Namun, perubahan yang lebih dalam berasal dari struktur pasar itu sendiri. Perbedaan terbesar dalam siklus ini dibandingkan sebelumnya adalah masuknya ETF spot dan dana institusi secara awal. Pada siklus sebelumnya, rekor tertinggi Bitcoin didorong oleh likuiditas marginal retail; sedangkan kali ini, lebih dari 50 miliar USD dana ETF terus mengalir masuk sebelum dan sesudah halving, dan penyerapan ini terjadi sebelum tekanan pasokan benar-benar muncul. Ini menyebabkan kenaikan harga tersebar dalam jangka waktu yang lebih panjang, tidak lagi sebagai lonjakan parabola pasca halving.

Ketika Bitcoin mencapai triliunan dolar, volatilitas menurun secara alami sebagai ciri utama aset utama. Saat kapitalisasi kecil, aliran dana dapat menyebabkan lonjakan eksponensial; tetapi dalam skala saat ini, bahkan penggandaan harga membutuhkan dana baru yang sangat besar.

Ke depan, halving secara perlahan menjadi variabel yang “masih ada, tetapi semakin menurun pentingnya”. Faktor utama penentu tren akan menjadi aliran dana institusi, kebutuhan nyata seperti RWA, dan kondisi likuiditas makro.

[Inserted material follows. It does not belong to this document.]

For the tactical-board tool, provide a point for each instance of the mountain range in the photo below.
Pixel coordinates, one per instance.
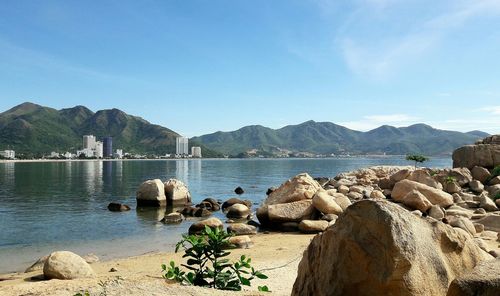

Ada juga pandangan bahwa halving meningkatkan biaya produksi Bitcoin, yang pada akhirnya akan membatasi harga secara jangka panjang. Bahkan jika industri memasuki fase matang dan tingkat pengembalian menurun secara umum, halving tetap akan memberi tekanan positif melalui biaya produksi yang meningkat, meskipun pengaruhnya tidak lagi dalam bentuk lonjakan besar.

Kesimpulannya: Pengaruh marjinal halving menurun, sementara ETF dan dana institusi mengubah ritme dan bentuk pembentukan harga. Ini bukan kegagalan halving, melainkan pasar tidak lagi bergantung pada lonjakan tunggal pasca halving.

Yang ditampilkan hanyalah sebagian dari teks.